This note is dedicated to my father-in-law, David W. Benson. He passed away November 16th, 2006 in Topeka, Kansas at the age of 84 years. He was a strong Black man who lived his life the best he could, although not perfectly. He divorced my husband's mother when Donald (my husband) was 3 years old and he & his son had a strained relationship most of his life.
David was a very hard worker with goals to advance his life. Considering the era into which he was born, what he did achieve was amazing! He spent 50 years as a server at a private supper club and became a legend in not only the capitol city of Kansas, but also with legislators, governors and sports figures whom he served all that time. When he retired, the sitting Govenor of Kansas, Bill Graves, was at his retirement party. When he died there were several articles in the paper on the impact he made on his patrons lives. He had an incredible memory and once you placed an order with him, he never forgot it down to the smallest detail. He was also immacualte, his manners impeccable and was one of the early role models of his generation.
For 35 years he also worked for Bank IV and retired as a Vice-President of Purchasing, although his first love was serving people. He would sometimes still lend a hand to executive dinners at the bank and was proud to do so. He was involved in the community and volunteered with the American Diabetes Association, a local hospital and belonged to the Topeka Downtown Optimists for many years where is was a past president.
But then there were the struggles. My husband and his two brothers were unfortunately exposed to all the bitterness a divorce can bring. I know my husband felt abandoned by his Dad and when he married a woman with two daughters, he felt that they had much more of his father's attention than he did. There were times that my husband describes waiting for his Dad and he wouldn't show up, of not feeling liked or accepted by his wife, and always being exposed to the negative comments of his mother.

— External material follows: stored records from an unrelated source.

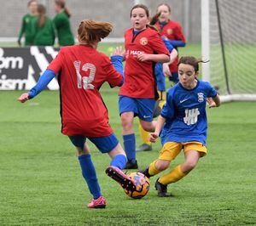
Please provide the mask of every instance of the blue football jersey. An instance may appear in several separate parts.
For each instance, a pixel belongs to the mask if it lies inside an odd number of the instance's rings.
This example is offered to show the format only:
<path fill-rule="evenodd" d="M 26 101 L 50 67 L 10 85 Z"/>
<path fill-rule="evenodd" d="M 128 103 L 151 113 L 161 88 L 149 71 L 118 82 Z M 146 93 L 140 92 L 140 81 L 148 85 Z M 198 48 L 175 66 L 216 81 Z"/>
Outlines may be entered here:
<path fill-rule="evenodd" d="M 161 131 L 162 144 L 169 141 L 198 141 L 206 144 L 207 98 L 214 98 L 216 90 L 207 82 L 198 80 L 193 89 L 177 83 L 168 90 L 161 116 L 166 119 Z"/>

My husband was also embarrassed his father was a waiter. Remember my husband was a product of his era too. Civil rights were being challenged (Donald and his brothers went to school with Linda Brown of Brown vs. the Board of Education) and old stereotypes were being knocked down by young, proud Black men & women. Being a waiter was being part of the old separate and unequal system that bowed down to the White Man. My husband would not take me to the supper club he father worked at until many years after I married him!

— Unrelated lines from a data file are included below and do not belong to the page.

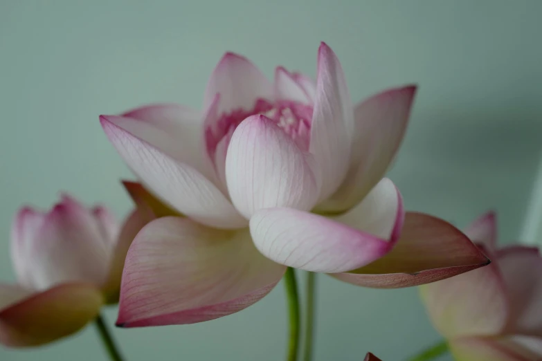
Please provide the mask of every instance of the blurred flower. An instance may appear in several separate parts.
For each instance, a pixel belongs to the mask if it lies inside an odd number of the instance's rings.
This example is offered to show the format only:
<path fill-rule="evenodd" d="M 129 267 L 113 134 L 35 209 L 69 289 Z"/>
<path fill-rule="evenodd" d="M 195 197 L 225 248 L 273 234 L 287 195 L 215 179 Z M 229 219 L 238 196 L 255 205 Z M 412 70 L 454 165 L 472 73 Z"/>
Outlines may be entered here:
<path fill-rule="evenodd" d="M 492 262 L 422 286 L 433 324 L 460 361 L 542 360 L 542 257 L 538 249 L 497 248 L 491 212 L 466 232 Z"/>
<path fill-rule="evenodd" d="M 392 89 L 353 107 L 339 61 L 323 43 L 316 84 L 282 67 L 272 84 L 228 53 L 210 77 L 203 112 L 166 104 L 100 117 L 160 200 L 152 202 L 186 216 L 161 218 L 136 238 L 118 324 L 228 315 L 267 295 L 285 266 L 401 287 L 486 264 L 449 223 L 405 214 L 399 191 L 382 178 L 415 90 Z"/>
<path fill-rule="evenodd" d="M 47 213 L 22 208 L 11 235 L 17 284 L 0 284 L 0 342 L 54 341 L 118 302 L 126 252 L 149 220 L 134 211 L 120 229 L 104 207 L 89 210 L 66 195 Z"/>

There were events David would invite us to that Donald declined to attend, his retirement party from the North Star Supper Club was one. If only we could go back and share that acheivement and recognition with him, but there is no going back. Donald did visit his Dad, help him with his yard work, watch his house when he was out of town. He did love his father. They could talk about Sports and both were KU fans, but they couldn't talk about loving each other or things that had happened in the past to separate them.
During the last year and a half of his life, David was in declining mental and physical health. We had moved to California so didn't see David as much but our oldest son kept an eye on him. Shortly before his birthday in August 2005 he got upset and left home. We found him staying in an empty house next to his cousin in unhealthy living conditions and admitted him to the hospital. He was diagnosed with dementia as well as his other chronic illnesses and he agreed to enter a nursing home. We had hoped this would be temporary but as he declined we knew it would be permanent. In the meantime his wife sold one house and rented out the other and moved to another state with her daughter. She refused to communicate with my husband and continued to do so right up until David died. Neither she nor her daughters attended David's funeral. We have no idea where the things David worked for so hard went and he died with nothing.
Now my husband and I are the older generation. We have no more living parents and have to face our own mortality. We know that ultimately you take nothing with you from this world, but we would like to leave our children and grandchildren the knowledge that we did the best we could, and above all else, we love them.